Washington: The next time you want to get a quick read on the public`s opinion on politics or current events, consider sampling Twitter.
Researchers at Carnegie Mellon have determined that, at least in some instances, combing Twitter for data can be as good a way of researching opinions as conducting an actual poll.
Computer analysis of sentiments expressed in a billion Twitter messages during 2008-2009 yielded measures of consumer confidence and of presidential job approval similar to those of well-established public opinion polls, the researchers report.
Noah Smith, assistant professor of language technologies and machine learning in the School of Computer Science, said that the findings suggest that analyzing the text found in streams of tweets could become a cheap, rapid means of gauging public opinion on at least some subjects.

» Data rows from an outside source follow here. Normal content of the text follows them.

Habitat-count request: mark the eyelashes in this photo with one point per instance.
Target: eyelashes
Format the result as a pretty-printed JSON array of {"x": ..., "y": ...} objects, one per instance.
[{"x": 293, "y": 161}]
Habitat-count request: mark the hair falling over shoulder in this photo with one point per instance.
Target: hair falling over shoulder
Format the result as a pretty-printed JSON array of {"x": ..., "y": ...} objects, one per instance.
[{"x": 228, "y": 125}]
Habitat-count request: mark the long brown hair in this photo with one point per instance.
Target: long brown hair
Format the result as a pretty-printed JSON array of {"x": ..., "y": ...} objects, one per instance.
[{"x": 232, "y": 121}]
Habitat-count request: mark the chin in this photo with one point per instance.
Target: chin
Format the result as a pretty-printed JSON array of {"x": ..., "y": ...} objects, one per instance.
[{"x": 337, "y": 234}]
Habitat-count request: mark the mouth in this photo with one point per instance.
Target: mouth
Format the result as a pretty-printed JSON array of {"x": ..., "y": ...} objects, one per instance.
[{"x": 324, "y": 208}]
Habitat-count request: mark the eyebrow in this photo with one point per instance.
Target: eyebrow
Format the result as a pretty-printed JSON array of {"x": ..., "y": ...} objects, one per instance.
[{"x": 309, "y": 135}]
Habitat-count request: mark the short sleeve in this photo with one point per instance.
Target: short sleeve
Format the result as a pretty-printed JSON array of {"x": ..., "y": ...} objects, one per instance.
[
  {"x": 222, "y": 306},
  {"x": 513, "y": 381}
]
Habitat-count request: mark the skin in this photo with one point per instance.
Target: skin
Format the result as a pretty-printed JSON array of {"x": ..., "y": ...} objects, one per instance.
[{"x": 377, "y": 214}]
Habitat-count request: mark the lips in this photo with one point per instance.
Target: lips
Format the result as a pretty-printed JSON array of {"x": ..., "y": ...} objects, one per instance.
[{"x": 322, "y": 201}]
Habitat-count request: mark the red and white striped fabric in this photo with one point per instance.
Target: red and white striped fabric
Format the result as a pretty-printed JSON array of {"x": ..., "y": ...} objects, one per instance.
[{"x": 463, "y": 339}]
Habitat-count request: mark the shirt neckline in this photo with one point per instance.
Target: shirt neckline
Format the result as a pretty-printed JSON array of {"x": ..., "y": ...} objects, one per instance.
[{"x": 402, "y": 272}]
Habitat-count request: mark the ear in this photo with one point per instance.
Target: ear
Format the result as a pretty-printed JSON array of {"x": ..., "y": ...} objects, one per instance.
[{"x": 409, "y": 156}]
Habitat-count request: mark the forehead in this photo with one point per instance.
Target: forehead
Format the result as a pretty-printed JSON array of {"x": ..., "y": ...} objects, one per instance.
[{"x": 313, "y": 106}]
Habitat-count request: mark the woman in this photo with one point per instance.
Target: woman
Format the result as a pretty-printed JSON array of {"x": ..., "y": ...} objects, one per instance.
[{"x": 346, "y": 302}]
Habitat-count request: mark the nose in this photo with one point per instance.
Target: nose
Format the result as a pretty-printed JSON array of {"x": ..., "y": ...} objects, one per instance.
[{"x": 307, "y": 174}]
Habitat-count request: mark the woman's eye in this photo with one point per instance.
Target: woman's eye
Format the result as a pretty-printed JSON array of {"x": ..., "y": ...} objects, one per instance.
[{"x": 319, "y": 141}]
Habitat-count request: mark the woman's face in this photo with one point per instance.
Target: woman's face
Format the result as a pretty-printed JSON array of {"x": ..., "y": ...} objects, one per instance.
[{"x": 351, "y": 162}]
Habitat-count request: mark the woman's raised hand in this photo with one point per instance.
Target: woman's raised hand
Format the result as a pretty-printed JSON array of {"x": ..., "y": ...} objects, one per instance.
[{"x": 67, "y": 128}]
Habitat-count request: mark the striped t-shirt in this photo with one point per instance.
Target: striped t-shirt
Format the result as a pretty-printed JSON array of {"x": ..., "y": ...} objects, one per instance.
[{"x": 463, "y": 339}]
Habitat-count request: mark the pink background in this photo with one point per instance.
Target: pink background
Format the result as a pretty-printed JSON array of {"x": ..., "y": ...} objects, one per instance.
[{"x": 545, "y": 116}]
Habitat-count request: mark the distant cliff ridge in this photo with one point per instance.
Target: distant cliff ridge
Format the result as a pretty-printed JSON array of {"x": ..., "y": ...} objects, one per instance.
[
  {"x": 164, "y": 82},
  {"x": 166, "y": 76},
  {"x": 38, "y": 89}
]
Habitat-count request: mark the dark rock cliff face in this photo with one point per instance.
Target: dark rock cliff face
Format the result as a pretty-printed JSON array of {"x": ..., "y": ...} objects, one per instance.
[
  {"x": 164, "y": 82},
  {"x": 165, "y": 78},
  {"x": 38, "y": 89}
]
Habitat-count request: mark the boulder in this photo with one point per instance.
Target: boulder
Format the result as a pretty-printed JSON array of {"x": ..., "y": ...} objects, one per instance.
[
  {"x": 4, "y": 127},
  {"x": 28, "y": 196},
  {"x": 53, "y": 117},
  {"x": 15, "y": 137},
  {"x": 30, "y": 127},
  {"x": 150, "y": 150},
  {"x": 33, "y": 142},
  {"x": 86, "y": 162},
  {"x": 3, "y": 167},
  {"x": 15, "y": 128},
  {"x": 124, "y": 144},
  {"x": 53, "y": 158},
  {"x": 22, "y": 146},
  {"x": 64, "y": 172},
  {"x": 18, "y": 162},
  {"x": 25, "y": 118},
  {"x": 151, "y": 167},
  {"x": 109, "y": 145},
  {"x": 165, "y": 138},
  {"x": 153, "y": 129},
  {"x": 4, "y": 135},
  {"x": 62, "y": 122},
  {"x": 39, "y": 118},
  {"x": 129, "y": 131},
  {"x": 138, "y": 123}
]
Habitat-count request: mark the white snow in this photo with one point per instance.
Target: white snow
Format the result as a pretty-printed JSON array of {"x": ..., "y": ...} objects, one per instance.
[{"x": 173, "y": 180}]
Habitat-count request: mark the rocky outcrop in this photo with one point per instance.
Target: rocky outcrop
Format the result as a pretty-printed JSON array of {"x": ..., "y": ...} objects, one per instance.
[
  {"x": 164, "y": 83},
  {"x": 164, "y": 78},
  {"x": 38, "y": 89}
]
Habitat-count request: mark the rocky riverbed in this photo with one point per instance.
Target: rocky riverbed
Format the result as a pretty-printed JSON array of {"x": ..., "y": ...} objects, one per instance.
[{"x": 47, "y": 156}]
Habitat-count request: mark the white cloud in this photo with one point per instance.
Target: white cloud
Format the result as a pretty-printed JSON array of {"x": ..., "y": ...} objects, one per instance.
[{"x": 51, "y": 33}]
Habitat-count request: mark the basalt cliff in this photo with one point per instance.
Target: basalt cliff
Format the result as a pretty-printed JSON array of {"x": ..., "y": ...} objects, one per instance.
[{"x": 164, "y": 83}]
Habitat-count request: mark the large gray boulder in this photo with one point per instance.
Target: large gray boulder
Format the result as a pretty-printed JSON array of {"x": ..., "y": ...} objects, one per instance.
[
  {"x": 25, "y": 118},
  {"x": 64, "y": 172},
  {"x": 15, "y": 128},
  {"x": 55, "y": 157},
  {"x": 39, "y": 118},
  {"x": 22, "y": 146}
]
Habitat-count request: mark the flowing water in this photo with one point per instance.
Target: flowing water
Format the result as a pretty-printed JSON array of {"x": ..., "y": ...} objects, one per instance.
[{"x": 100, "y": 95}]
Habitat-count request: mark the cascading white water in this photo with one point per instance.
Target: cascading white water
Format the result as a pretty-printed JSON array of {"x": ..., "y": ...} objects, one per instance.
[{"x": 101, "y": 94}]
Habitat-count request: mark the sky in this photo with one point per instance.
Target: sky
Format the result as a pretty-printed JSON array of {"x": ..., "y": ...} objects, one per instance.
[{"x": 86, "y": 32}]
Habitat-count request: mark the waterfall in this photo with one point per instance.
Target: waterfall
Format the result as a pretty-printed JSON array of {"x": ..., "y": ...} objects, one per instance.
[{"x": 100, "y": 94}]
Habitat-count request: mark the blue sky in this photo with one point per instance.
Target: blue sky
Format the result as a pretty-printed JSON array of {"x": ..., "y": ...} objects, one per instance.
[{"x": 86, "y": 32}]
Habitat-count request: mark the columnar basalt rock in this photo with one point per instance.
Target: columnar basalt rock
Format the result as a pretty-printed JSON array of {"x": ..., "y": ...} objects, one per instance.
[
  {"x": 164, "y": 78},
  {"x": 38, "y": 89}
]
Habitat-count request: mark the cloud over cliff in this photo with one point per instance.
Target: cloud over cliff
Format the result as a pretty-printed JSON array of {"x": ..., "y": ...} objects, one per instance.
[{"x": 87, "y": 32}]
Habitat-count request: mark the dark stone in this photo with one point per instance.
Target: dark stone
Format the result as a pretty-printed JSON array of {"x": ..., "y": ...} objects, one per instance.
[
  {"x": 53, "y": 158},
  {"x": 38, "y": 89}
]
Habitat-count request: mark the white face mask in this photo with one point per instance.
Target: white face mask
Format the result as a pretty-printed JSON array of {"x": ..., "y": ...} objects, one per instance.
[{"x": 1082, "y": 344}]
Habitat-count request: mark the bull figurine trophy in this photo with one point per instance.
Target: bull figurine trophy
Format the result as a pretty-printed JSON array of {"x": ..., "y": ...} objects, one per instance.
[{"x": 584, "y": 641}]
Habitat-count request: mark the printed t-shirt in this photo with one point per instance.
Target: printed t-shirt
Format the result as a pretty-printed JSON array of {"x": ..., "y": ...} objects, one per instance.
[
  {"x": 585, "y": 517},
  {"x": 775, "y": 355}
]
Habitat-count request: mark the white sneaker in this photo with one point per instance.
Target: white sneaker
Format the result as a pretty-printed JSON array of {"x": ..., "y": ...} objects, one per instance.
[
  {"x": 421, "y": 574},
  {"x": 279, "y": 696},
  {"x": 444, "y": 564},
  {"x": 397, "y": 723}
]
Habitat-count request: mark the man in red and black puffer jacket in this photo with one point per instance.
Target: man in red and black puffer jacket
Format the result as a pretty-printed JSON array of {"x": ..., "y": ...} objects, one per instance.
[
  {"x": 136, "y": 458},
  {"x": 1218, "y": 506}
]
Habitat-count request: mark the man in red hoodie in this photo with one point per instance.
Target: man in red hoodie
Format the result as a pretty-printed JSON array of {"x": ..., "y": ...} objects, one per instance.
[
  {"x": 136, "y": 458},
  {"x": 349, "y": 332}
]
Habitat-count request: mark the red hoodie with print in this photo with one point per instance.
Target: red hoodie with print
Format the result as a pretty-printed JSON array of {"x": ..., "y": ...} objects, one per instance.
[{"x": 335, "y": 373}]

He, however, warned that tools for extracting public opinion from social media text are still crude and social media remain in their infancy, so the extent to which these methods could replace or supplement traditional polling is still unknown.
"With seven million or more messages being tweeted each day, this data stream potentially allows us to take the temperature of the population very quickly," Smith said.
"The results are noisy, as are the results of polls. Opinion pollsters have learned to compensate for these distortions, while we`re still trying to identify and understand the noise in our data. Given that, I`m excited that we get any signal at all from social media that correlates with the polls," Smith added.
The study findings will be presented May 25 at the Association for the Advancement of Artificial Intelligence`s International Conference on Weblogs and Social Media in Washington, DC.